Jeremy Helton, 33
Manhattan Ave at Norman Ave, Greenpoint, Brooklyn
Wed Apr 9 2008
Photograph: Jay Muhlin
Hey! TONY just did a story called "Bringing sexy vac."
[Laughs] This isn't even mine! I'm just borrowing it so I can clean up the sawdust in my apartment.
I'm building an installation that incorporates video, sound and deconstructed cereal boxes. My grandmother used to draw herself on the insides of generic raisin-bran boxes.
I've diverged from her methodology: My friends all seem to only eat high-fiber cereal, so I reached out to friends in the Midwest for their Frosted Flakes boxes.

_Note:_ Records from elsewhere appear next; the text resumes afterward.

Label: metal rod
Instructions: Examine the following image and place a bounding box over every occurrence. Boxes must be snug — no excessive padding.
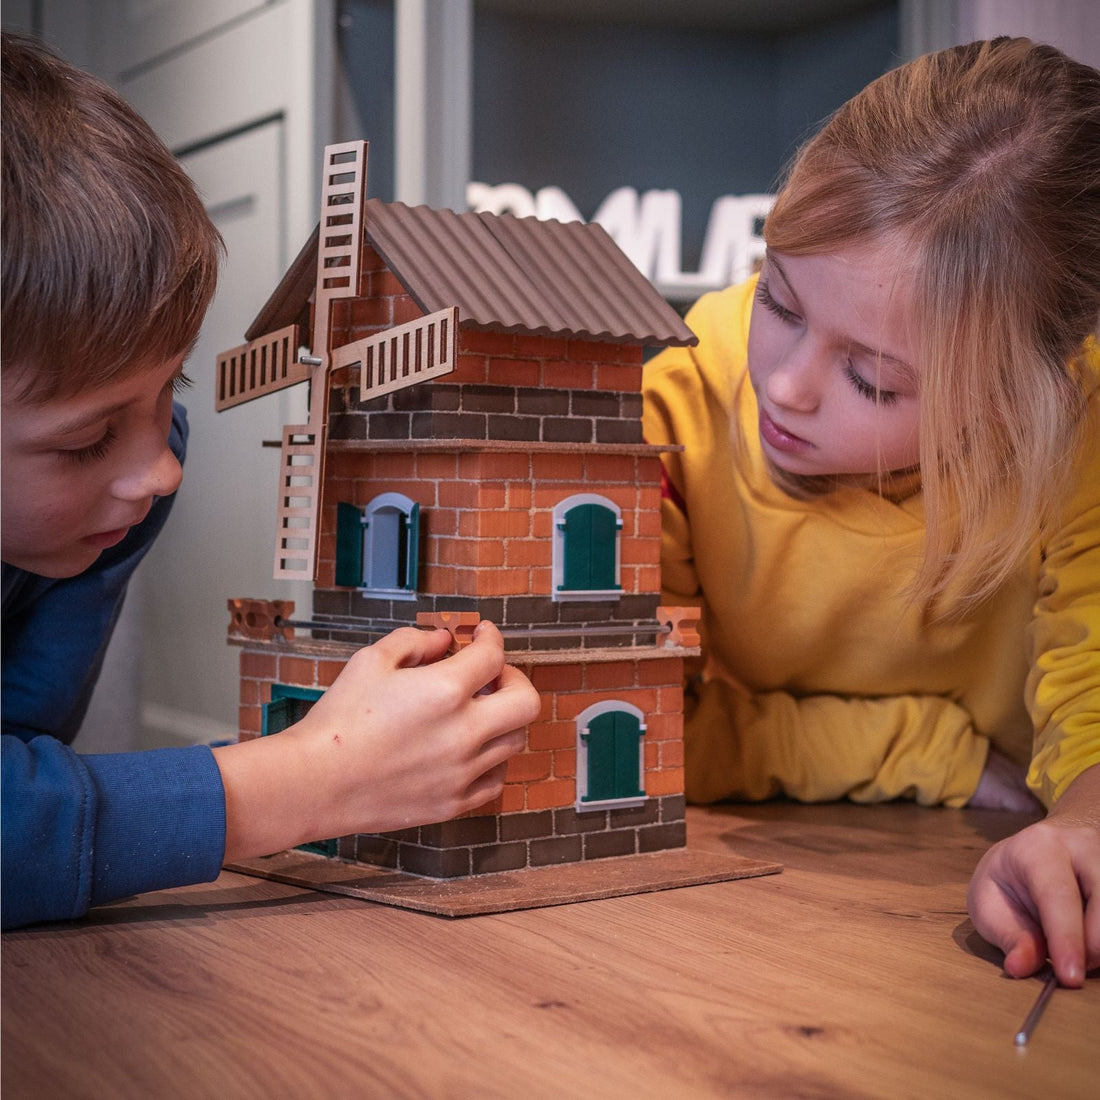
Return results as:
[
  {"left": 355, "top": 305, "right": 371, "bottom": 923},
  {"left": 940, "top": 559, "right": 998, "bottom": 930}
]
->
[
  {"left": 502, "top": 623, "right": 672, "bottom": 639},
  {"left": 275, "top": 616, "right": 672, "bottom": 639},
  {"left": 276, "top": 618, "right": 387, "bottom": 638},
  {"left": 1014, "top": 970, "right": 1058, "bottom": 1047}
]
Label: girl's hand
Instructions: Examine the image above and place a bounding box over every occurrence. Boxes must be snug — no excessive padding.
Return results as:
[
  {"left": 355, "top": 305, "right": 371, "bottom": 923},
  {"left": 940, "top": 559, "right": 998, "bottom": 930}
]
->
[
  {"left": 215, "top": 621, "right": 542, "bottom": 861},
  {"left": 966, "top": 765, "right": 1100, "bottom": 987}
]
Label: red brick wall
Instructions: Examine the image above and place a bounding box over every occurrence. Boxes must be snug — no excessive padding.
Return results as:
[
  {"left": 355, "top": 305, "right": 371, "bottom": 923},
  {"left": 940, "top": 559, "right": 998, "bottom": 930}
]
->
[
  {"left": 236, "top": 646, "right": 684, "bottom": 812},
  {"left": 316, "top": 448, "right": 661, "bottom": 598}
]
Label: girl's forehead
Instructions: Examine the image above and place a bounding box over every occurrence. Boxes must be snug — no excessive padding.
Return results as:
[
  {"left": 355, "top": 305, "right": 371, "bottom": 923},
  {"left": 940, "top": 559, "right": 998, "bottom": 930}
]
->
[{"left": 765, "top": 242, "right": 919, "bottom": 370}]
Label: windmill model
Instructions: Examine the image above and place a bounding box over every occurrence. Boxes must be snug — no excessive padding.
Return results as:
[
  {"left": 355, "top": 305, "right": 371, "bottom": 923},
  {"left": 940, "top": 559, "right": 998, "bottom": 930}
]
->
[{"left": 218, "top": 141, "right": 780, "bottom": 914}]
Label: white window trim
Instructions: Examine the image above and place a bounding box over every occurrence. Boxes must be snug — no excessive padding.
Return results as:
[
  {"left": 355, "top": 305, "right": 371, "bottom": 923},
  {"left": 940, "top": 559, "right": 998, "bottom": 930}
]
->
[
  {"left": 575, "top": 699, "right": 647, "bottom": 813},
  {"left": 361, "top": 491, "right": 418, "bottom": 600},
  {"left": 551, "top": 492, "right": 623, "bottom": 603}
]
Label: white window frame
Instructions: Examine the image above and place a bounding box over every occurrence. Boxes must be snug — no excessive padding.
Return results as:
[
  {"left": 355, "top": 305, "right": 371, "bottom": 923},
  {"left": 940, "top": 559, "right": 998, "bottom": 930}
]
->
[
  {"left": 362, "top": 491, "right": 419, "bottom": 600},
  {"left": 575, "top": 699, "right": 647, "bottom": 813},
  {"left": 551, "top": 492, "right": 623, "bottom": 603}
]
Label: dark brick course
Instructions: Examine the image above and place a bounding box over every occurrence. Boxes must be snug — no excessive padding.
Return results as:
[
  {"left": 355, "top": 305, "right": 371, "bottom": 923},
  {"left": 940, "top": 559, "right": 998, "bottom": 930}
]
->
[
  {"left": 327, "top": 381, "right": 646, "bottom": 445},
  {"left": 335, "top": 795, "right": 686, "bottom": 881}
]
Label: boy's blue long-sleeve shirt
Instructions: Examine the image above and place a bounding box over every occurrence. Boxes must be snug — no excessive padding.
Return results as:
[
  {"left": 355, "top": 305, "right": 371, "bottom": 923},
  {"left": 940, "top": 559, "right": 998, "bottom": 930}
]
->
[{"left": 1, "top": 405, "right": 226, "bottom": 929}]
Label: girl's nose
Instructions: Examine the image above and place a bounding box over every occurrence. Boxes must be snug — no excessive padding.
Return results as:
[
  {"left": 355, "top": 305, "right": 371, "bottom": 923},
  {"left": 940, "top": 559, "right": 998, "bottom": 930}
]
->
[{"left": 765, "top": 348, "right": 822, "bottom": 414}]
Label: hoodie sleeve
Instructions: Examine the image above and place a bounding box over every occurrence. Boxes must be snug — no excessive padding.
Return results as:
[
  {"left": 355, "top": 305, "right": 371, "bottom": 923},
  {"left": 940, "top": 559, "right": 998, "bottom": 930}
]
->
[
  {"left": 1026, "top": 343, "right": 1100, "bottom": 807},
  {"left": 2, "top": 404, "right": 228, "bottom": 929}
]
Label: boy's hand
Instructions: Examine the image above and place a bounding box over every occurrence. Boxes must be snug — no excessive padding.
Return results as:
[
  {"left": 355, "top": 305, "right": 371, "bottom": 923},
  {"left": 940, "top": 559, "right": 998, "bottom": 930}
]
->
[
  {"left": 215, "top": 621, "right": 541, "bottom": 861},
  {"left": 966, "top": 765, "right": 1100, "bottom": 987}
]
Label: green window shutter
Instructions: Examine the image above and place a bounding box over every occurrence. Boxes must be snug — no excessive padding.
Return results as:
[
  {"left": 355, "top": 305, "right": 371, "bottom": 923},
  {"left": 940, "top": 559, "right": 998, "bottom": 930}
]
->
[
  {"left": 612, "top": 711, "right": 644, "bottom": 797},
  {"left": 335, "top": 502, "right": 364, "bottom": 587},
  {"left": 261, "top": 696, "right": 295, "bottom": 737},
  {"left": 299, "top": 838, "right": 339, "bottom": 857},
  {"left": 266, "top": 686, "right": 335, "bottom": 854},
  {"left": 582, "top": 710, "right": 643, "bottom": 802},
  {"left": 561, "top": 503, "right": 619, "bottom": 590},
  {"left": 404, "top": 502, "right": 420, "bottom": 591},
  {"left": 561, "top": 505, "right": 591, "bottom": 589},
  {"left": 265, "top": 685, "right": 324, "bottom": 735},
  {"left": 587, "top": 504, "right": 618, "bottom": 589}
]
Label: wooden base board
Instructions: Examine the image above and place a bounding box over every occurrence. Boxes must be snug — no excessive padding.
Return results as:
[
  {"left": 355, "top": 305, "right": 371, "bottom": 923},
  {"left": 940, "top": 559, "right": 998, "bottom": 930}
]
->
[{"left": 224, "top": 847, "right": 782, "bottom": 917}]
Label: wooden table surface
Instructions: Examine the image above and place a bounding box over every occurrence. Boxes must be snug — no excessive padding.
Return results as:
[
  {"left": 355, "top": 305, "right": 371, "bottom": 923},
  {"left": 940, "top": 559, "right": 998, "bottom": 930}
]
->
[{"left": 3, "top": 803, "right": 1096, "bottom": 1099}]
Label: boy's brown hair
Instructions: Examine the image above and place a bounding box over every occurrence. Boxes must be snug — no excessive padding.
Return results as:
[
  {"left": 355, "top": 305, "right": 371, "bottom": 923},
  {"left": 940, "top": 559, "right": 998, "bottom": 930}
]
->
[{"left": 1, "top": 32, "right": 222, "bottom": 402}]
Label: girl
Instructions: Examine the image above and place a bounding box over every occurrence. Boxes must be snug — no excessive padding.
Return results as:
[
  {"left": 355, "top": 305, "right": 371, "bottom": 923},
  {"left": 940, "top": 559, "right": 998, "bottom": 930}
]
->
[{"left": 643, "top": 38, "right": 1100, "bottom": 987}]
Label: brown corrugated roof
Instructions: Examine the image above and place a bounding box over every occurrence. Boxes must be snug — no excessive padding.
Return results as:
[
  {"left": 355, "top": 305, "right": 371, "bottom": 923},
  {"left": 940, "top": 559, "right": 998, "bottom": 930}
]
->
[
  {"left": 245, "top": 201, "right": 697, "bottom": 348},
  {"left": 245, "top": 225, "right": 318, "bottom": 342}
]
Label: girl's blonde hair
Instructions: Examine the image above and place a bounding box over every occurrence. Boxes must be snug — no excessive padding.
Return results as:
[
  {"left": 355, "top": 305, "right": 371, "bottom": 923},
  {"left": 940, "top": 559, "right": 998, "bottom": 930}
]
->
[{"left": 764, "top": 38, "right": 1100, "bottom": 610}]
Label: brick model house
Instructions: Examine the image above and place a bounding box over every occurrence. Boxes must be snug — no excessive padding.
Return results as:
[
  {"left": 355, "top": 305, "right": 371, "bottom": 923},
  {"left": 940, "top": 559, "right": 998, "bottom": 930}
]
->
[{"left": 218, "top": 142, "right": 778, "bottom": 912}]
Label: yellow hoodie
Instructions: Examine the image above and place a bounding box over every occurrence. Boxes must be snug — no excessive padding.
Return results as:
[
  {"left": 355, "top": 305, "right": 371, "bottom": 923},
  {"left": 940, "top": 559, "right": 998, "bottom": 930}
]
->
[{"left": 642, "top": 278, "right": 1100, "bottom": 809}]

Man, what's up with all the Kashi-eating New Yorkers? I don't know, I guess we're just really sensitive about our colons. [Laughs]
[Editor's note: It would take 14,150 human colons to span the length of Manhattan.]
So how do you pay the bills?
I work at the Culture Project. We produce screenings and performances that relate to social-justice issues. Right now it's George Packer's Betrayed, which is based on interviews with Iraqi translators from the Green Zone.
That's heavy stuff. Ever find yourself at home with the Frosted Flakes and think, Wait, what am I doing?
My work is personal in nature, but I am really politically interested. I'm considering doing a public-art piece on the similarities between Iraqi refugees and the people of New Orleans.
Do you think art is the best way to address those issues?
I don't think there is a best way. We're inundated with bad news; it's helpful to disseminate information in a way that keeps the topic fresh and not didactic.
More thoughts from Jeremy
"I had a date last night with someone I met at Bembe, a Brazillian, Latin and reggae joint in Williamsburg. This was a friend of afriend, but I'm totally game for meeting perfect strangers at bars."
"My friends joke that every time they see me I look different. This is my Unabomber look."
Jeremy says: "I recently bought a lovely pair of worn-in—I don't like to use the word distressed because that conjures images of bad denim—brown wingtips by Hugo Boss from Bloomingdale's. I hate shopping. I do research about where I can find something, then go to the place, get it and leave. I'm like a heat-seeking missile."